American marketing strategist and artist

Joseph J. Sherman is an American marketing strategist and artist.

==Early life==
Sherman was born in Anaheim, California, and was raised in Riverside, California. At the age of 10 he spoke at a public hearing regarding noise pollution at Riverside Municipal Airport. Sherman wrote and delivered his own speech to city council members explaining that it was hard to do homework with airplanes constantly flying overhead, and that more airplanes would make studying more difficult. At the age of 11. he was team captain of his elementary school's KidQuiz team, a Saturday morning children's game show on CBS2 in Los Angeles. At the age of 16 he was recruited by the University of California to participate in a young scientists research program. At this program Sherman worked in a National Institutes of Health-sponsored laboratory developing neurotransmitter sensors for brain research. He was a leader in his high school's Key Club.

== Education==
Sherman studied at The University of California, San Diego and served on the UCSD Diversity Council. Sherman studied under anthropologist Charles L. Briggs He lectured about The Legitimization of Terrorism. Sherman was a resident at The International House (I-House) on Eleanor Roosevelt College, and studied abroad at The University of Göttingen in Germany. Sherman has studied at the Monterrey Institute of Technology and Higher Education in Mexico and received a fellowship from the University of California, Berkeley. Sherman has Non-Profit Management Certification from Duke University.

Sherman completed his MBA at Ecole Supérieure de Commerce de Marseille-Provence (KEDGE Business School) in Marseille, France. He wrote a book on Euro-Mediterranean Corporate Financial Structures based on his research at Kedge. He was an eMBA exchange student at Shanghai Jiao Tong University in China.

== Personal life ==
Sherman is a convert to Judaism. He lectures about his conversion and about Torah.
He has been featured in Israeli media about his conversion experience, and about his artwork. Mishpacha magazine describes how people could not believe that the man in a beard, peyot, and traditional long black coat was once the gentile buying the chametz from Jerusalem's Beth Din before Passover. The Orthodox Union described Sherman as "originally an Evangelical Christian youth minister who began to question religion as a teenager.
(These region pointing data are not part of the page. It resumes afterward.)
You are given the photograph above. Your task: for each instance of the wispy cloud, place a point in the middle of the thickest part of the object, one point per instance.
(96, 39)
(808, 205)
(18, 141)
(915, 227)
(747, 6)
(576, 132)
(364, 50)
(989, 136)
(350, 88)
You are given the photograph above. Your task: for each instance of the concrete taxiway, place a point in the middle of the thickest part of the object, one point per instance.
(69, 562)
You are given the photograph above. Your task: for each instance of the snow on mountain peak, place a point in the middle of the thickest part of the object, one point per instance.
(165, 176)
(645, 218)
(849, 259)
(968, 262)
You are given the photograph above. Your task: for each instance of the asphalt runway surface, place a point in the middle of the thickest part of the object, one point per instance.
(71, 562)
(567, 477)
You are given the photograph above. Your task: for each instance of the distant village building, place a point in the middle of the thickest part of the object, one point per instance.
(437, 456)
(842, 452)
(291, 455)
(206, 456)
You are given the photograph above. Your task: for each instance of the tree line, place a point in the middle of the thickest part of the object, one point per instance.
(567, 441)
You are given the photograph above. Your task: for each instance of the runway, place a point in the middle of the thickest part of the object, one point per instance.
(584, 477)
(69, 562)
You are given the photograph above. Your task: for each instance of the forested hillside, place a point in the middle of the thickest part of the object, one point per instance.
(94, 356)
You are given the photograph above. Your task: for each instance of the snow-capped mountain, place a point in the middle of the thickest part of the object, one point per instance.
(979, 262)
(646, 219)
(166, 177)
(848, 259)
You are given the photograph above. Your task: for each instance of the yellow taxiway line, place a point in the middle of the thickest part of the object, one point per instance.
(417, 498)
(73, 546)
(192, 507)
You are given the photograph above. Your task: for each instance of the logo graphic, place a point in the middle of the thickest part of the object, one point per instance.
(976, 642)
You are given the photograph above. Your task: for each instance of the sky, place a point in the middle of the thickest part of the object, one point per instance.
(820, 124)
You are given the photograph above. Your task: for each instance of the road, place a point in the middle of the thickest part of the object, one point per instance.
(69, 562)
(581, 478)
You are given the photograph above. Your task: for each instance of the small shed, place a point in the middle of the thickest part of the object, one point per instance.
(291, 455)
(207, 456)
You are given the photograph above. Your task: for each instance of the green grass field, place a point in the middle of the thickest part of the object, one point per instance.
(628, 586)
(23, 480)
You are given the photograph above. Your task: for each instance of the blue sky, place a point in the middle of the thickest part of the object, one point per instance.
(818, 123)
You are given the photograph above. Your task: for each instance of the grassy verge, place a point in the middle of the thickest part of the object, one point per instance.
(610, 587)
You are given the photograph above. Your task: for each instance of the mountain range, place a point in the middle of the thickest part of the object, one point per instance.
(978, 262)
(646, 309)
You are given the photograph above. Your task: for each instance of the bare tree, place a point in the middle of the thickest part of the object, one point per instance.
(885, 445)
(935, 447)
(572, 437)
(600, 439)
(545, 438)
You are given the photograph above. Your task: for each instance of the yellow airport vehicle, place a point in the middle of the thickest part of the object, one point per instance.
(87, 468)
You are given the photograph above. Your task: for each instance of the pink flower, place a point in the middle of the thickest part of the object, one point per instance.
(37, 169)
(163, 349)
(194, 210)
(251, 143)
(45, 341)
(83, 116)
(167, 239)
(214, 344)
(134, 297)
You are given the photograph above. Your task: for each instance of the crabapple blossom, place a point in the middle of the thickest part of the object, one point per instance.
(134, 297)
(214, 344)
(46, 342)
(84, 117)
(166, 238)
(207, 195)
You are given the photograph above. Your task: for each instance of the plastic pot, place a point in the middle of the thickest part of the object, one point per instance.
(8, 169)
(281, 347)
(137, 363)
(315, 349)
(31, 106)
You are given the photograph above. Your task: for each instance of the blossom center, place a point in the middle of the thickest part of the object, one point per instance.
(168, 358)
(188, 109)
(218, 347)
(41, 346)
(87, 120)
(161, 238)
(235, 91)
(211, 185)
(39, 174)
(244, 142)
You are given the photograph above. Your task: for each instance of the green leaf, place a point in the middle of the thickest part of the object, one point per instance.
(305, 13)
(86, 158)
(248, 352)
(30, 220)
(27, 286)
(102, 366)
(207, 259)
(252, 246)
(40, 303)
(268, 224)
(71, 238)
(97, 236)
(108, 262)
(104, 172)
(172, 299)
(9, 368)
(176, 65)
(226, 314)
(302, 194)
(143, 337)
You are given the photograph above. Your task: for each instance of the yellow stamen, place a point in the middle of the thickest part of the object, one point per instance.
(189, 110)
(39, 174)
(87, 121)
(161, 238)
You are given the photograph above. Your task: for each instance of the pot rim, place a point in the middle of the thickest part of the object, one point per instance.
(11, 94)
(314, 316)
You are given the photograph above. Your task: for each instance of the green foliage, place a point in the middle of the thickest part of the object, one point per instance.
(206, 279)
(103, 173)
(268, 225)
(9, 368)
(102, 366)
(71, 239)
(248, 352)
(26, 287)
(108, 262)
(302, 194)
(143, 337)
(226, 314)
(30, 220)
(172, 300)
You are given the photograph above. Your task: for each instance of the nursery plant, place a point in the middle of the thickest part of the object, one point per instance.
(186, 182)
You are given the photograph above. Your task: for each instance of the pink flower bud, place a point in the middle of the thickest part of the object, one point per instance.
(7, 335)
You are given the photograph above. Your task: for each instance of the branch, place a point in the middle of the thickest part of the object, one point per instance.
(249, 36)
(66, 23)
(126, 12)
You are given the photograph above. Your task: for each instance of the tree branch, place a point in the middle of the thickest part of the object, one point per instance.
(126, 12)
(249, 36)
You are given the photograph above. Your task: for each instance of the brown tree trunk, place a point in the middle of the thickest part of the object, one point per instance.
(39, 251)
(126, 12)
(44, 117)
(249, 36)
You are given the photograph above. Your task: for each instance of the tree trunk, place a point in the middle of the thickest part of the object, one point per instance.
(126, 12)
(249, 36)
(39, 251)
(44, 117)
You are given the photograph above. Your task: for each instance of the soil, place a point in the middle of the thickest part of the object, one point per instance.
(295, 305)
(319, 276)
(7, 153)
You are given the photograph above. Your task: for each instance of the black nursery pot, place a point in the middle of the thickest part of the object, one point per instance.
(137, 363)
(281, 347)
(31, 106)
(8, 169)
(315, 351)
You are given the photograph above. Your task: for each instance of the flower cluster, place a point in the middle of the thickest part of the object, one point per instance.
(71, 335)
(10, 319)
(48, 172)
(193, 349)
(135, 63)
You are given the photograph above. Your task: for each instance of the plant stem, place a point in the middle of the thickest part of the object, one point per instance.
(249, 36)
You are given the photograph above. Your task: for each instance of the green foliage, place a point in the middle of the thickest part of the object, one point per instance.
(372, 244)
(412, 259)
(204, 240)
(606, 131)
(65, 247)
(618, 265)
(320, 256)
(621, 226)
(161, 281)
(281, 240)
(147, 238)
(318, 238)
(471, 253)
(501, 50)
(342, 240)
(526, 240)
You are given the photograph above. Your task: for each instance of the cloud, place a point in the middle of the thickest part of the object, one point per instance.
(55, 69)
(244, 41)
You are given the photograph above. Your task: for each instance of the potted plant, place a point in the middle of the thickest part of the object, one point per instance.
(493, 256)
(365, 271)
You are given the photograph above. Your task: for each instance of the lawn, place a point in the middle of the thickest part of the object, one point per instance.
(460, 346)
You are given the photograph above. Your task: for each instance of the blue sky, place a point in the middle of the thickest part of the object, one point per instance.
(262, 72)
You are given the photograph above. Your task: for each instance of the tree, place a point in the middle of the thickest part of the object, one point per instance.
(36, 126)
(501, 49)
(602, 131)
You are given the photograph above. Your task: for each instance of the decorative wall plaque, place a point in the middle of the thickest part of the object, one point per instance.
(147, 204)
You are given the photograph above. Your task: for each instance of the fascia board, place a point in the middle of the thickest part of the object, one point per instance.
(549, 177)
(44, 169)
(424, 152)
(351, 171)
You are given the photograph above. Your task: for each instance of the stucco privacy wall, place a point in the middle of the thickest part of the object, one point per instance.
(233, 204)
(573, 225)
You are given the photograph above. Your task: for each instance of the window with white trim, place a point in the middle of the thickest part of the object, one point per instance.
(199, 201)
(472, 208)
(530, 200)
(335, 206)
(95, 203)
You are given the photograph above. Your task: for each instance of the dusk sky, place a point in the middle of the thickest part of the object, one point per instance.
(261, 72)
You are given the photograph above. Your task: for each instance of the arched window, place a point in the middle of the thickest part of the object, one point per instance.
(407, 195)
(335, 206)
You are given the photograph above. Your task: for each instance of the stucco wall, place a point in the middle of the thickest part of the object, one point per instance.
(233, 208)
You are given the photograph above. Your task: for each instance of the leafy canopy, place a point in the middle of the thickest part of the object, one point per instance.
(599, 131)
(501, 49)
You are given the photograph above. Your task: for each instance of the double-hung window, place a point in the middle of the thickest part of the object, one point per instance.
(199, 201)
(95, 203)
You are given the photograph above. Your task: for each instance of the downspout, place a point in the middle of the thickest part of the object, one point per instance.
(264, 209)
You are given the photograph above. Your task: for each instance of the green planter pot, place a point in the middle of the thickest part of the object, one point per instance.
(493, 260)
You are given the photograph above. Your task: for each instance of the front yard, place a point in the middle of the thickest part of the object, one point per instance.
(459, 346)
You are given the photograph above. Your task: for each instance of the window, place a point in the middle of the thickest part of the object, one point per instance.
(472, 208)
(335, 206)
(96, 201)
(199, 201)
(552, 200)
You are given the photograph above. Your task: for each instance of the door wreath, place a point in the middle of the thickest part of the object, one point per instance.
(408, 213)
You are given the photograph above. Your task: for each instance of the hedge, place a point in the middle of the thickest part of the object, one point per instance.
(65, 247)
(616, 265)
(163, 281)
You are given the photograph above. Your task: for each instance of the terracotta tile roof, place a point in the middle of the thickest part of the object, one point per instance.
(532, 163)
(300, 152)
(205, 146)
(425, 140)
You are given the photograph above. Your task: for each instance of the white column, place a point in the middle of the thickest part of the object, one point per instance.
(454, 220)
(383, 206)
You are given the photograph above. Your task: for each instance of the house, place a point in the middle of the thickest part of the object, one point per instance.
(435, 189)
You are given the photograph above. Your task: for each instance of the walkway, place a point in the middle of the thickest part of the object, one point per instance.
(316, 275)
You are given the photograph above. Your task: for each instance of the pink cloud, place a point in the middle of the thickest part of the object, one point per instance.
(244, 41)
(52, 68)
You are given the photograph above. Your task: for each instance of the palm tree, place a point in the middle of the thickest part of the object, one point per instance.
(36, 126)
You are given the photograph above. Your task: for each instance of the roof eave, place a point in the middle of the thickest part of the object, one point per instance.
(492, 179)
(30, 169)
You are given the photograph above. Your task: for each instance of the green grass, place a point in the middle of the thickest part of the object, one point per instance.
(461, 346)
Follow his journey around the world where he studied neuroscience and business until today settled in Israel as a Jew heavily involved in Israel advocacy".

== Art ==
Jerusalem Online News, a subsidiary of Channel 2, describes how Sherman's art is inspired by Judaism. "As part of the Kotel (Western Wall) series, Sherman is painting doves of peace and other beautiful birds flying over the skyline of the Kotel... Sherman artistically portrays the vibrant celebrations that occur at Jewish weddings that take place beside the remnants of the ancient Temple in Jerusalem."

Via the Holocaust Art Institute, Sherman has donated paintings in memory of The Righteous Among the Nations to The Embassy of the Republic of Croatia in the State of Israel, The Serbian Embassy in Israel, The Slovak Embassy in Israel, The Embassy of Belgium in Israel, The Embassy of Hungary in Tel-Aviv, and The Austrian Cultural Forum Tel Aviv.

Greek Diplomat Alexandros Yennimatas has noted that "“Through his work, Mr. Sherman reminds us all that both creation and destruction are inherently human notions that transcend all forms of social divisions... Mr. Sherman’s resolve to promote the cause of peace and fraternity among peoples stands as a beacon of hope in these difficult times.”

==Business career==
Sherman works in business development, sales, and marketing with tech start-ups and scale-ups. Sherman has been profiled and cited for his business advice by The Harvard Business Review, The University of North Carolina at Chapel Hill and Inc. Magazine.